As soon as the outdoors allows for a workday in the garden, check to see how the compost pile or bin is doing. Be sure to see if there have been any unintended additions over the winter, such as large branches or trash. It is also important to check if any parts of the bin are broken; maybe the wood is cracked, or the plastic is broken. Following the inspection, decide if repairs are needed before going ahead.

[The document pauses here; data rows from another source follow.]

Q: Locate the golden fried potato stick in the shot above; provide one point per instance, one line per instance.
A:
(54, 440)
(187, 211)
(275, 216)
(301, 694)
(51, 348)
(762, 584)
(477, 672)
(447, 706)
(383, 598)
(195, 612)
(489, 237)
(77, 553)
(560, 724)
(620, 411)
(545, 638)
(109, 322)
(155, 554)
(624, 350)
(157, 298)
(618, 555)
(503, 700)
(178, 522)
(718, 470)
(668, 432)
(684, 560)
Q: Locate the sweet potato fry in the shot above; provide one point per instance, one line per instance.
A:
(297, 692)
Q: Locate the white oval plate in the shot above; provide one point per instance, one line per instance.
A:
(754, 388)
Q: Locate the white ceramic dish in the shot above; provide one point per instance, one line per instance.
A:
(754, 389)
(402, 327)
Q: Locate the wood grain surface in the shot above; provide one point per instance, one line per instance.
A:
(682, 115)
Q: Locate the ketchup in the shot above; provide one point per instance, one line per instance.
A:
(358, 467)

Now that the bin is structurally sound, see if any part of it is still active or if it froze through. Active compost piles produce heat. Look for some finished compost at the bottom or middle of the pile or steam coming off the pile. If the pile has either of these things, the pile is likely still cooking.

Turning the Pile

The next step is to turn the compost pile. This will take some muscle. Use a pitchfork to mix the materials and incorporate air into the pile. Composting is a recipe; the beneficial organisms that do the work need the right combination of air, water, carbon, and nitrogen. The goal is to provide the perfect home for these organisms to do their work, so compost is created at the end of the process. After the winter thaw, compost piles are likely to be wet and soggy rather than dry. If a pile is wet, don’t add water and just turn it. If a pile is dry, adding water will add moisture.

Managing Inputs

Next up is adding more brown and green material to the pile. These are carbon and nitrogen sources. In general, add about three parts carbon material to one part nitrogen by volume. This means that for every bucket of greens added, add three buckets of brown material. Some carbon sources include dry leaves, straw, pine needles, and sawdust. Some nitrogen sources include fruit and vegetable kitchen scraps, grass clippings, and plant trimmings.

Always continue to monitor the pile. Water it when dry and turn it at least once a week. Follow these steps to get a compost pile working again in no time.